The new release is still worth installing for anyone whose phone is working normally. Google says it addresses a missing Backup menu in System settings on devices from the Pixel 6 through Pixel Tablet, crashes affecting banking and third-party apps on models from the Pixel 6 to the Pixel 10a, game crashes on the Pixel 10 family, a missing quick search bar on the home screen, and a Quick Share crash during file transfers on the Pixel 9 lineup.

  • Backup menu missing in System settings on Pixel 6 through Pixel Tablet
  • Banking and third-party app crashes on Pixel 6 through Pixel 10a
  • Game crashes on Pixel 10, Pixel 10 Pro, Pixel 10 Pro XL, and Pixel 10a
  • Quick search bar disappearing from the home screen on multiple Pixel models
  • Quick Share crashing during file transfers on Pixel 9 models

Bricked Pixel owners are still waiting

For people whose phones will not boot after the March update, the situation is unchanged. They may have to wait for the May Pixel update unless Google ships a separate fix sooner, which is not a comforting answer if your daily driver is currently a very expensive rectangle.

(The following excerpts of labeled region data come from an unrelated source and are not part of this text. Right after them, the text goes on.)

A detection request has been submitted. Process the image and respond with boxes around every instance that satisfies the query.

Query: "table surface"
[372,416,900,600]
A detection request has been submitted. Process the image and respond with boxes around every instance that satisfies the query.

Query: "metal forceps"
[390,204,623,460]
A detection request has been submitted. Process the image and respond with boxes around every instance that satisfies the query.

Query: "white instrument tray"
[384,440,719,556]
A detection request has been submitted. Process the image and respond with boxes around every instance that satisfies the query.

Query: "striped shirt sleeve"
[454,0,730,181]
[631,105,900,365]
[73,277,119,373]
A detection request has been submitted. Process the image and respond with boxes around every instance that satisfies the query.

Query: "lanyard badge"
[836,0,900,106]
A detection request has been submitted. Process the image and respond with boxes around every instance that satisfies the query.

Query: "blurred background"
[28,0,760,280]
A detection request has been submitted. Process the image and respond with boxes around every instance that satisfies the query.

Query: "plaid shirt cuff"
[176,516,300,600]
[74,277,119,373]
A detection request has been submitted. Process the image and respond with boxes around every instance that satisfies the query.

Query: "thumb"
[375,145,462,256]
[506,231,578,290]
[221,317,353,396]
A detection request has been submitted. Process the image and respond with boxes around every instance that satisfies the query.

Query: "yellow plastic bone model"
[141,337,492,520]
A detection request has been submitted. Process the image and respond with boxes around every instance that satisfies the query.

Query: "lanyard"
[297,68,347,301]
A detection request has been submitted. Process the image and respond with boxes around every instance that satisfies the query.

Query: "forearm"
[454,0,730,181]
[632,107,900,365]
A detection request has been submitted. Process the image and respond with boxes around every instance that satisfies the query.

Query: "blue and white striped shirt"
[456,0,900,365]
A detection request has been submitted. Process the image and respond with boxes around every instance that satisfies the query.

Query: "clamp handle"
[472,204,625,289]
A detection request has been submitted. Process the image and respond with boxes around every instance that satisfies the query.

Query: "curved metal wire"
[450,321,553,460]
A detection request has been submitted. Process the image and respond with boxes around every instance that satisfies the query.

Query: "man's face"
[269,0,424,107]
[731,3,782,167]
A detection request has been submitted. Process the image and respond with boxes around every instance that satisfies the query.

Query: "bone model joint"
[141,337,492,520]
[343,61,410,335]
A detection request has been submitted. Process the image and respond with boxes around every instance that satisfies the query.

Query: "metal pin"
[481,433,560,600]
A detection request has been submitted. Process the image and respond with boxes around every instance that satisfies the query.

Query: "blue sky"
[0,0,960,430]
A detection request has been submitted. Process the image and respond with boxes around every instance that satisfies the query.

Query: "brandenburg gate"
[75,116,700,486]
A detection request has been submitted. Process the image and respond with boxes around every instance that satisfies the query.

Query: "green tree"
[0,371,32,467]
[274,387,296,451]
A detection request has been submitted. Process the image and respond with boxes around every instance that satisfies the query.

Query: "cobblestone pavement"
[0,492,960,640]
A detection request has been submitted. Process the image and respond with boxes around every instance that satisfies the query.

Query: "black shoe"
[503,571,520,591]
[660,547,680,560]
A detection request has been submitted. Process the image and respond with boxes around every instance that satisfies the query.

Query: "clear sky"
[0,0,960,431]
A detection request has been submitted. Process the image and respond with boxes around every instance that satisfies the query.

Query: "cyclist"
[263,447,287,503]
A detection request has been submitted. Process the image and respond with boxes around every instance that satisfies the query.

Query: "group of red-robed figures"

There are a couple of makeshift recovery attempts. Users can try holding Power and Volume Up for 30 seconds, then, if the phone starts, pressing Volume Down as soon as the animation appears to dodge the crash. If Recovery Mode is reachable, a factory reset is possible, though that wipes apps, messages, and photos that are not backed up to the cloud.

The hard part is updating a phone that will not boot

The ugly irony here is obvious: Google’s next fix may need to be installed on a device that cannot stay on long enough to receive it. That is a familiar headache in phone software support, and one reason monthly patch notes can feel reassuring right up until they aren’t. For now, the April update is maintenance, not rescue.

So the practical question is whether Google lands a repair before May, or whether bricked Pixel owners are forced into the factory-reset route and lose their data to save the hardware. That is the part of the story that matters now, not the usual list of bug fixes.